Um dia, já faz alguns anos, andando pelo centro da cidade, em meio ao ruidoso apelo comercial das lojas, e ao apressado movimento da multidão, encontrei uma pequena loja de antiguidades, em uma velha casa que fora de moradia.

Atordoado pelos desnorteantes ritmos das músicas modernas que em alto volume as lojas dirigem a nossos ouvidos, parei em frente ao tranquilo antiquário.
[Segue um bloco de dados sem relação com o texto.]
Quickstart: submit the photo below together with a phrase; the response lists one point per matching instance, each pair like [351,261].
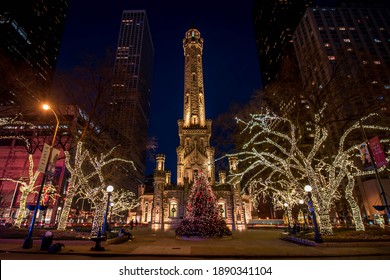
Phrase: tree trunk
[356,214]
[22,209]
[325,224]
[98,219]
[65,211]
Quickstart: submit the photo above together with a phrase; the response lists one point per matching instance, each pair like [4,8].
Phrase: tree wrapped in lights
[282,193]
[123,200]
[274,152]
[88,180]
[27,183]
[26,186]
[202,218]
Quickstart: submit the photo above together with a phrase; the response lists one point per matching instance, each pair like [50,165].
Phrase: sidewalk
[250,244]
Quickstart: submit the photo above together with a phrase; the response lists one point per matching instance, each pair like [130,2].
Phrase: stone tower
[194,152]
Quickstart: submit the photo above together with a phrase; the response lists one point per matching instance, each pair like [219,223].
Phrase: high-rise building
[344,59]
[347,50]
[274,24]
[30,37]
[131,89]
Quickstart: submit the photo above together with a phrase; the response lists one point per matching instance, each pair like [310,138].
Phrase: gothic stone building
[164,206]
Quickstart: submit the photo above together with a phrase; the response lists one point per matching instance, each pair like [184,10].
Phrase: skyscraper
[274,24]
[30,39]
[348,49]
[131,89]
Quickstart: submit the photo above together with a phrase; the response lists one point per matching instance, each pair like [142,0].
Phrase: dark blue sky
[230,65]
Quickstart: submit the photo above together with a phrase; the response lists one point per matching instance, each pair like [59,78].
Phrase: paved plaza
[250,244]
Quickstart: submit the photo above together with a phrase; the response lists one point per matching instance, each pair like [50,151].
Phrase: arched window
[222,209]
[173,209]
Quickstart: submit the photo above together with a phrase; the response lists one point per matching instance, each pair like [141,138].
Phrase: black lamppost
[317,235]
[101,233]
[303,213]
[28,242]
[111,206]
[109,191]
[288,218]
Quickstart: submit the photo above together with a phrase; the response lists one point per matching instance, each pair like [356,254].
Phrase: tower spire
[194,107]
[194,153]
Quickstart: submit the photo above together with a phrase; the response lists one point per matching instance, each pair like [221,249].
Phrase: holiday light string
[324,177]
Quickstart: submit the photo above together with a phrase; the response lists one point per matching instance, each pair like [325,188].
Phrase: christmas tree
[202,217]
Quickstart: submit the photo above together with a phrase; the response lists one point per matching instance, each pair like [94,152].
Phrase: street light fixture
[288,219]
[317,235]
[28,242]
[111,206]
[109,190]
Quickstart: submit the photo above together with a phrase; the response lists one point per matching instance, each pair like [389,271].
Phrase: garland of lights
[26,187]
[80,184]
[286,167]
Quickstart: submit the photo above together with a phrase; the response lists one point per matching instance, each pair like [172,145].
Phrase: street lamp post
[28,242]
[109,191]
[111,206]
[288,218]
[317,235]
[101,233]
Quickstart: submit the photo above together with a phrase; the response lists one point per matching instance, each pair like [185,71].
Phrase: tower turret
[194,153]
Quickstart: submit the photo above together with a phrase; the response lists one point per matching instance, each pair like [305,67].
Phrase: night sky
[230,65]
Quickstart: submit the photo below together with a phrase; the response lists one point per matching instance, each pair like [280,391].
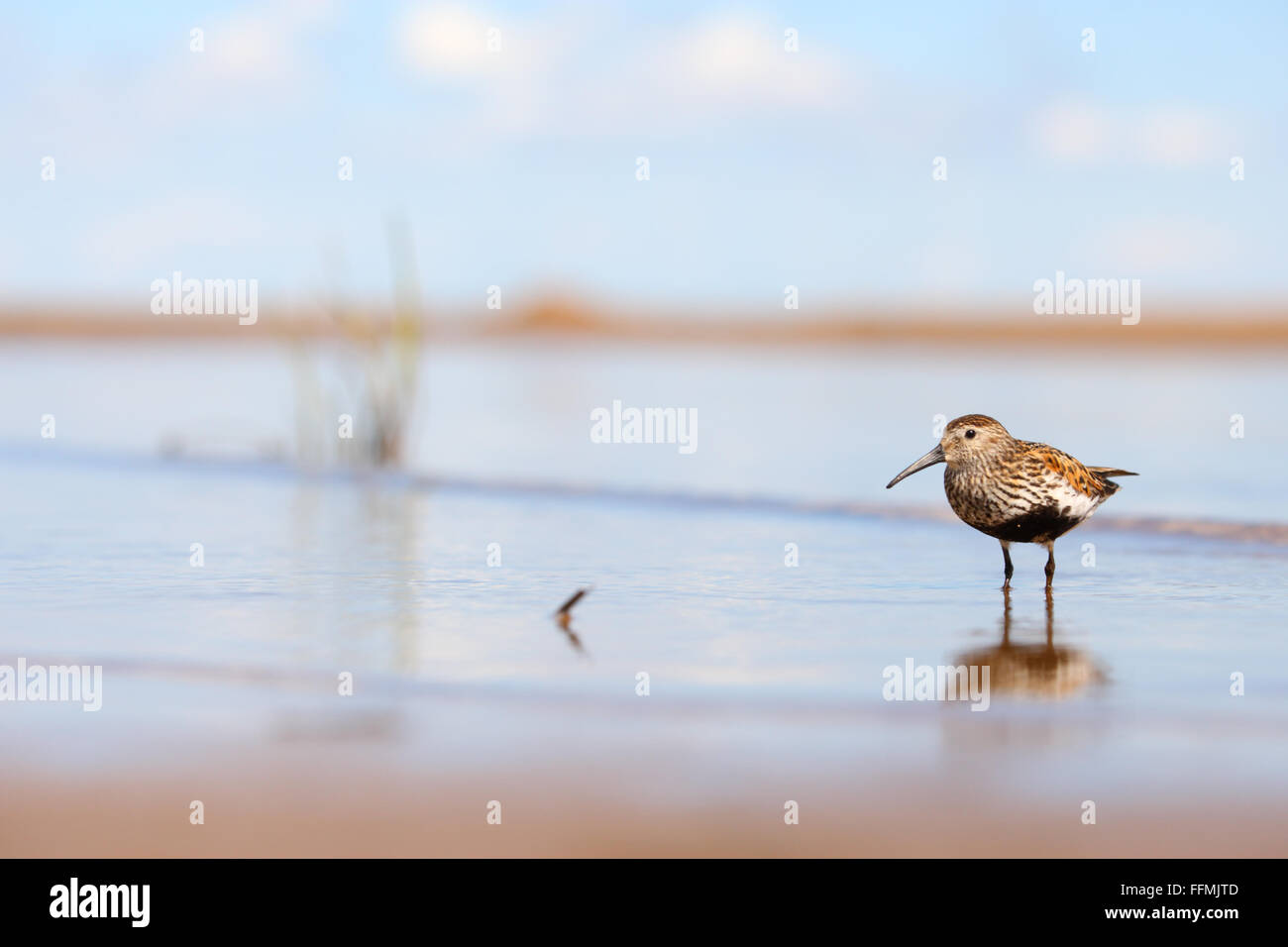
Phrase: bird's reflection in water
[565,621]
[1031,669]
[563,618]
O interior da casa era pouco iluminado, e não convidava os consumidores a entrar. Mesmo assim, aproximei-me da porta.


Lá dentro, vi, ao fundo, um velhinho com calças de suspensório, que ajeitava discos em uma estante.


Uma bela vitrola antiga enfeitava o balcão da loja.


- Boa tarde, Senhor – disse eu, entrando.


Virando-se para mim, o velhinho respondeu ao cumprimento.


- Muito bonita a sua loja! O que o Senhor tem aqui?


- Ah! aqui tem de tudo um pouco: livros antigos, discos, quadros, rádios, toca-discos... coisas para colecionadores.


- Posso ouvir os discos nesta vitrola, antes de comprar?


- Fique à vontade – respondeu. – Isso para mim é uma distração. Não sei até quando vou ter esse sebo. A idade já chegou e nunca se sabe o dia de amanhã.


O velhinho mostrou-me os discos antigos que possuía e escolhi os melhores para ouvir na vitrola. 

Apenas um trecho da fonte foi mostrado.